Şili eşitliği bulduktan sonra ve genelde topla oynama yüzdesini yükseltiyor, Brezilya ise o nefes aldırmayan takımdan çok uzak bir görüntüye bürünüyordu.
Özellikle maçın 2. yarısında Neymar’ın oyundan düşmesi ile Şili kontrolü ele alıp topa hakim oldu.
Şili’nin bu hakim oyunda belki de Sampaoli’nin değişiklikleri ile kaderini çiziyordu. Öncelikle 57.dakikada Vargas-Gutierrez değişikliği ile etkisiz ama “ne zaman ne yapacağı” belli olmayan oyuncularından birini eksiltiyor, dakikalar 87’yi gösterirken bir diğer önemli oyuncusu Vidal yerini “gol fakiri” Pinilla’ya bırakıyordu. 10 senede 1 gol atmış bir oyuncu belki risk, belki kader çizebilir fikrini de cebimize koyup uzatmaları izlemeye başlıyorduk.
Uzatma devrelerinde daha rölanti ve sakin bir maç izlerken, Brezilya’nın ev sahibi avantajı, oyuncu kalitesi ile bu kadar vasat ve korkak oynaması en büyük çıkarımdı belkide. Elindeki avantajların farkında olmayan, sahada sadece Neymar’a bağlı olan (ki bunu devam ettirirlerse kaybetmeye mahkumlar), orta saha hakimiyeti olmayan bir takım izletiyordu bize ev sahibi. Şili’de de durum aslında yapılan oyuncu değişiklikleri ile çok farklı bir durumda değildi. Vidal ve Vargas çıkınca herkes Sanchez’in ayağına bakar olmuştu.

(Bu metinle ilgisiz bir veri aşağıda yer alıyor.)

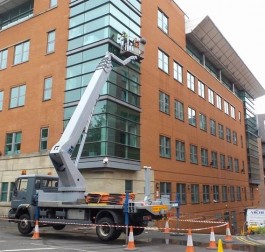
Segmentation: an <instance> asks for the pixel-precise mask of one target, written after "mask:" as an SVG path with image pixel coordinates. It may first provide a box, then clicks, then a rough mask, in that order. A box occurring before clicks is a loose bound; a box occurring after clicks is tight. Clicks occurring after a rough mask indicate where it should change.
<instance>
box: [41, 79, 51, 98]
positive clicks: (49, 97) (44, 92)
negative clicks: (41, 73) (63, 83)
mask: <svg viewBox="0 0 265 252" xmlns="http://www.w3.org/2000/svg"><path fill="white" fill-rule="evenodd" d="M52 83H53V79H52V77H48V78H45V79H44V88H43V100H44V101H47V100H50V99H51V98H52Z"/></svg>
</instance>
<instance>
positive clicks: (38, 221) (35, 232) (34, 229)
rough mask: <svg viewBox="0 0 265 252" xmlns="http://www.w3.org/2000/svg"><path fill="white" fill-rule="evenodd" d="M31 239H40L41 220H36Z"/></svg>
mask: <svg viewBox="0 0 265 252" xmlns="http://www.w3.org/2000/svg"><path fill="white" fill-rule="evenodd" d="M31 239H34V240H38V239H40V232H39V221H38V220H36V222H35V228H34V233H33V236H32V237H31Z"/></svg>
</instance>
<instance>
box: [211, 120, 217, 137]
mask: <svg viewBox="0 0 265 252" xmlns="http://www.w3.org/2000/svg"><path fill="white" fill-rule="evenodd" d="M210 133H211V135H213V136H216V122H215V120H213V119H210Z"/></svg>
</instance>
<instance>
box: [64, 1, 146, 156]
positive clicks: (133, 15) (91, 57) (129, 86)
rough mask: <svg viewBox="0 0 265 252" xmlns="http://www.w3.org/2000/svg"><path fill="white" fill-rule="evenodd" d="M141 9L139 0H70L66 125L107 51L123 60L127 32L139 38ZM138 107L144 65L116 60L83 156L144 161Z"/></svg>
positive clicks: (86, 144) (98, 103) (95, 107)
mask: <svg viewBox="0 0 265 252" xmlns="http://www.w3.org/2000/svg"><path fill="white" fill-rule="evenodd" d="M140 7H141V2H140V1H137V0H134V1H133V0H130V1H128V0H120V1H117V0H101V1H88V0H87V1H86V0H84V1H74V0H72V1H71V3H70V20H69V38H68V57H67V75H66V87H65V109H64V126H66V124H67V122H68V121H69V119H70V118H71V115H72V113H73V112H74V109H75V108H76V106H77V103H78V101H79V100H80V98H81V96H82V94H83V92H84V90H85V88H86V86H87V85H88V83H89V81H90V79H91V77H92V75H93V73H94V70H95V68H96V66H97V65H98V63H99V62H100V60H101V59H102V58H103V57H104V55H105V54H106V52H107V51H109V52H112V53H114V54H116V55H118V56H119V57H120V58H122V56H121V55H120V49H119V44H120V42H121V41H120V38H121V34H122V32H126V33H127V34H128V38H129V39H132V40H133V39H134V38H140V16H141V12H140ZM139 108H140V65H139V63H137V62H131V63H130V64H128V65H127V66H123V67H121V66H118V65H117V64H116V63H115V62H113V71H112V72H111V74H110V77H109V79H108V81H107V83H106V84H105V85H104V88H103V90H102V92H101V96H100V98H99V101H98V102H97V104H96V106H95V109H94V113H93V117H92V120H91V123H90V126H89V131H88V136H87V139H86V143H85V145H84V149H83V153H82V157H97V156H112V157H117V158H123V159H130V160H136V161H139V160H140V140H139V138H140V112H139V111H140V109H139ZM77 147H78V146H77ZM76 149H77V148H76ZM75 152H76V151H75Z"/></svg>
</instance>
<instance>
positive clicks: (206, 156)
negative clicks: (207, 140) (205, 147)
mask: <svg viewBox="0 0 265 252" xmlns="http://www.w3.org/2000/svg"><path fill="white" fill-rule="evenodd" d="M201 163H202V165H203V166H208V150H207V149H204V148H202V149H201Z"/></svg>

Maçın kırılma anı ise Pinilla’nın şutu ve direğin buluşması oluyordu. İşte bazı hamleler kendi kaderini çizdirir takım patronlarına. Bu vuruş ve şutun golle sonuçlanmaması zaten “yazı-turadan” farksız bir kaderin olduğu penaltılara giderken Şili’nin içten içe işinin zor olduğu fikrine kapılıyorduk.

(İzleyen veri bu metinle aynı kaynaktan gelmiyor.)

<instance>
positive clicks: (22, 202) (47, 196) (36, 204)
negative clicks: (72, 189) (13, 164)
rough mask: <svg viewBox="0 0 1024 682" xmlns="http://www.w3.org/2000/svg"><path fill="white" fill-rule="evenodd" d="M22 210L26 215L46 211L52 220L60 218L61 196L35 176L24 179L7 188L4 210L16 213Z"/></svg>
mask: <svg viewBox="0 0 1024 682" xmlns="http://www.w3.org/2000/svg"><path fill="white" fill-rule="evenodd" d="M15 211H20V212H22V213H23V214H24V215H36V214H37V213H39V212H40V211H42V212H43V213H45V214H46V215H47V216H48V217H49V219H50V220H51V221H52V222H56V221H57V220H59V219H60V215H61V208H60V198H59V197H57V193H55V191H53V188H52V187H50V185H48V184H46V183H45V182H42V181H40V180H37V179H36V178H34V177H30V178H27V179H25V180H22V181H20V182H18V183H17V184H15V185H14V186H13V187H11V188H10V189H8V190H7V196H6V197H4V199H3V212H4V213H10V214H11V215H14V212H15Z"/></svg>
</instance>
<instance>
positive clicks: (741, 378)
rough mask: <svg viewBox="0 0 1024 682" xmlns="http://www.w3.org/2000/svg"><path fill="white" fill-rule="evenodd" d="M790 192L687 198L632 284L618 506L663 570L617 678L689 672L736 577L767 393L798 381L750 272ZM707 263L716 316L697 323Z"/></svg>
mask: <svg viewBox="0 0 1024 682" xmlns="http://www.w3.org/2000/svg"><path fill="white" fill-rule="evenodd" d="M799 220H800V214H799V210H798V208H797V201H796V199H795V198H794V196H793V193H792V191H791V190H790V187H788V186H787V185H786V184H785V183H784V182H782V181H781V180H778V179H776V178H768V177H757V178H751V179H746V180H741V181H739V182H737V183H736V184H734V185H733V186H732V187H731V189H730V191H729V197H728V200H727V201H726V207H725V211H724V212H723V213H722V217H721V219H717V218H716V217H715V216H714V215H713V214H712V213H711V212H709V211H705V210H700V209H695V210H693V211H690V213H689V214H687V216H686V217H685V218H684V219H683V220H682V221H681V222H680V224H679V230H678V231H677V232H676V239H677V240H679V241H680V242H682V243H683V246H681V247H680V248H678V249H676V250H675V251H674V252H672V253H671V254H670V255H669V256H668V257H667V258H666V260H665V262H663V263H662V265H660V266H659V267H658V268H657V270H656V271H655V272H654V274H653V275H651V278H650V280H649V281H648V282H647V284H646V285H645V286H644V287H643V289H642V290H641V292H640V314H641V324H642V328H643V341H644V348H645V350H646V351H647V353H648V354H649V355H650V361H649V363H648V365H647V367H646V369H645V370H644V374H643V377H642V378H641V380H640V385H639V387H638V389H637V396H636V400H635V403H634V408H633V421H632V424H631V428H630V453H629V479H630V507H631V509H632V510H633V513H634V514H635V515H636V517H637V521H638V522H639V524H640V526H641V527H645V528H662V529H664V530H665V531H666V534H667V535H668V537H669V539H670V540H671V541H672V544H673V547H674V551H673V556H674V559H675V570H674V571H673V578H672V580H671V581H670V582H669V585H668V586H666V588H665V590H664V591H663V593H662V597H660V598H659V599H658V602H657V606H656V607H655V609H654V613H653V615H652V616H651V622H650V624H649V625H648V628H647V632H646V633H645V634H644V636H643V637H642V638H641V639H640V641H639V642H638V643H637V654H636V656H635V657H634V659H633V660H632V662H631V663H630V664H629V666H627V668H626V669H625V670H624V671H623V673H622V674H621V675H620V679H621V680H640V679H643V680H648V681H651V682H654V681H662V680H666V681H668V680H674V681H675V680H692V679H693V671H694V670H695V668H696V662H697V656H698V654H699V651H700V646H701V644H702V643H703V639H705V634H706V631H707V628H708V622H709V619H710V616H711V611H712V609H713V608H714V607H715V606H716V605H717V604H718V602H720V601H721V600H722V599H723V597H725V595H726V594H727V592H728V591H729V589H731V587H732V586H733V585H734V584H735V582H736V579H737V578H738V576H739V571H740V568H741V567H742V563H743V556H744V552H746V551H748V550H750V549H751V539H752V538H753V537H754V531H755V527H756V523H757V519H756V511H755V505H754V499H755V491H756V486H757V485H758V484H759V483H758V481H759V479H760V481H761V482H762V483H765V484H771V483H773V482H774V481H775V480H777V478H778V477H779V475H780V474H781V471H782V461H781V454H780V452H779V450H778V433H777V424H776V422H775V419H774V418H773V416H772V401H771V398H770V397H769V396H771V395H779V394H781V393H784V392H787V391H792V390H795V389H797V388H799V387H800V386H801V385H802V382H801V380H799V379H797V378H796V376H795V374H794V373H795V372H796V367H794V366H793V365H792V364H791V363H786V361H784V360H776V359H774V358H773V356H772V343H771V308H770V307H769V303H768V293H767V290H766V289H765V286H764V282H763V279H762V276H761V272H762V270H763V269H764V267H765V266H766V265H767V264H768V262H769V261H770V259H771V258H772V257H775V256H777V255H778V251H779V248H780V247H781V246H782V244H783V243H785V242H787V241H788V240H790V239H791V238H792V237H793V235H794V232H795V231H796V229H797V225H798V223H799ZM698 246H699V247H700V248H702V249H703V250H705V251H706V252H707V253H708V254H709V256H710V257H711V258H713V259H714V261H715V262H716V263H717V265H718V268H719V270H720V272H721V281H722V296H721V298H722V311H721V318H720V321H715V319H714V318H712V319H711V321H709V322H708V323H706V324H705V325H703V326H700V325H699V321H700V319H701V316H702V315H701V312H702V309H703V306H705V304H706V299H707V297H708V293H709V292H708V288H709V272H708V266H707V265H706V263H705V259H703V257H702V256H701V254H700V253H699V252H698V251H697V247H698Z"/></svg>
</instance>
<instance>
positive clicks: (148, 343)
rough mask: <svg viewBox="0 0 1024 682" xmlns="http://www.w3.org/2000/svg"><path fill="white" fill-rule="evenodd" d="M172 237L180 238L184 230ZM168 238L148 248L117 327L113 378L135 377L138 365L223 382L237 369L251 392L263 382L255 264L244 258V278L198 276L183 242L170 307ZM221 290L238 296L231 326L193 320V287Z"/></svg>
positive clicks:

Penaltılarda ise Pinilla yine sahneye çıkıp, “gözü yaşlı” kaleci Julio Cesar’ın topu çıkarması ile ne denli önemli bir değişiklik olduğunu(!) Brezilya’ya sağladığı fayda ile kanıtlıyordu.
2-2 girilen son penaltılarda ise Neymar, yıldız olmanın gereğini yerine getirerek 3-2 takımını öne geçiriyordu.
“Kader, yazı-tura” gibi benzetmeler yaptık ya penaltılara, Şii’nin son penaltısında topun gerisinde Jara vardı. Topu kendi ağlarına yollayan Jara, aslında iyi bir vuruşla Cesar’ın doğru tahmin ettiği ancak yetişemediği köşeye topu gönderiyor fakat yine “direk” gole izin vermiyor ve geometri kanunlarını hiçe sayan bir yol alış ile top ağlara gitmiyordu…
Direkler mi dersiniz? Kader mi dersiniz? Hatalı hamleler mi dersiniz? Hangisini derseniz deyin, düşünürseniz düşünün, daha iyi oynayan ve isteyen Şili turnuvaya veda ederken, Brezilya yoluna devam ediyordu.
Rakip yine “istekli” ve “iddialı” Kolombiya. Brezilya’nın işi kolay değil ve bu zorluğu kendileri yaratıyor. Neler olacağını bekleyip göreceğiz.